Two big sports stars are turning a new page in their retirements. New York Yankees legend Derek Jeter is teaming up with the Atlanta Falcons’ Tim Green to tackle the world of children’s books.
Published by the Jeter Children’s imprint of Simon & Schuster, a division of CBS, “Baseball Genius” tells the story of Jalen, an average kid with an above-average talent.
Jalen, named after Jeter’s 5-year-old nephew, also encounters bullying and taunting as a biracial child.
“What we’ve tried to do is incorporate the lessons I’ve learned through my parents, obviously my sister and I, and what we teach our kids through our foundation,” Jeter said. “We try to do that with diverse characters and interesting stories. These are issues that kids are facing nowadays. It’s front and center.

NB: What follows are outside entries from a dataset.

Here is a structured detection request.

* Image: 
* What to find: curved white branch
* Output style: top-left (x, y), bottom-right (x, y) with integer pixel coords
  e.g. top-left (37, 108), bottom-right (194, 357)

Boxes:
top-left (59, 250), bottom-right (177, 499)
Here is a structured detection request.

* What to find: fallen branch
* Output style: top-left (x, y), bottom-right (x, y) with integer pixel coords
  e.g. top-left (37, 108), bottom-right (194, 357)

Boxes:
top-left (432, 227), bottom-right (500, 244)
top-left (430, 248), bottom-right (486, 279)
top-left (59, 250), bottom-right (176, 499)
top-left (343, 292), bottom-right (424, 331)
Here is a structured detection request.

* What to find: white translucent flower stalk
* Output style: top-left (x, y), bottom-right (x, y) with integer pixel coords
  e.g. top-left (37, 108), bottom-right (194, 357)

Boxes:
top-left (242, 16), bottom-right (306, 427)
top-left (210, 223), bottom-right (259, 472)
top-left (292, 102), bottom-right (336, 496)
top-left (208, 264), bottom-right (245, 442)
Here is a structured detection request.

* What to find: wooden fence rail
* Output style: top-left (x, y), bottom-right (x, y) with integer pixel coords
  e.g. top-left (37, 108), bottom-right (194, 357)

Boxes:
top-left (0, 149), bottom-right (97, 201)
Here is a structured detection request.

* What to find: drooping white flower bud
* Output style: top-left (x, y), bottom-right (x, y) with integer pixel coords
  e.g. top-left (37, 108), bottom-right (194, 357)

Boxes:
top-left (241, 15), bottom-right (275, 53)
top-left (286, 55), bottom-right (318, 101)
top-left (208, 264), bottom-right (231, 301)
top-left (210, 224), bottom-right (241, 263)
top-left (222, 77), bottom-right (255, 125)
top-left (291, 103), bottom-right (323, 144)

You really can’t shy away from it.”
“The thing about books is when kids read, they get smarter,” Green said. “They perform better in school. But most importantly, when kids read, they get a little kinder because they put themselves in someone else’s shoes. So that’s why I think it’s important that our characters are a little different.”
Green said the story is about perseverance, kindness, loyalty and friendship.
“So there’s all these kinds of visceral things in the story that kids are going to — you know, it’s going to sink in,” Green said.
But that only works if the book succeeds at its goal of entertaining young readers.
“So short chapters, lots of action. And then we take them into the world of the New York Yankees and Major League Baseball,” Green said. “Derek’s insight into that — we really for readers, we pulled back the curtain on that experience.”
They’re also sending a message with a female character who wants to be either president, a TV show host or a sports agent.
“In all of these books I’ve written in the middle grade genre — this is the 19th and Derek and I have more to do — but I always have a good strong girl character. Not only for girl readers but for boy readers so that they see, you know, what is Derek’s perception and my perception of a girl, and it’s strong,” Green said.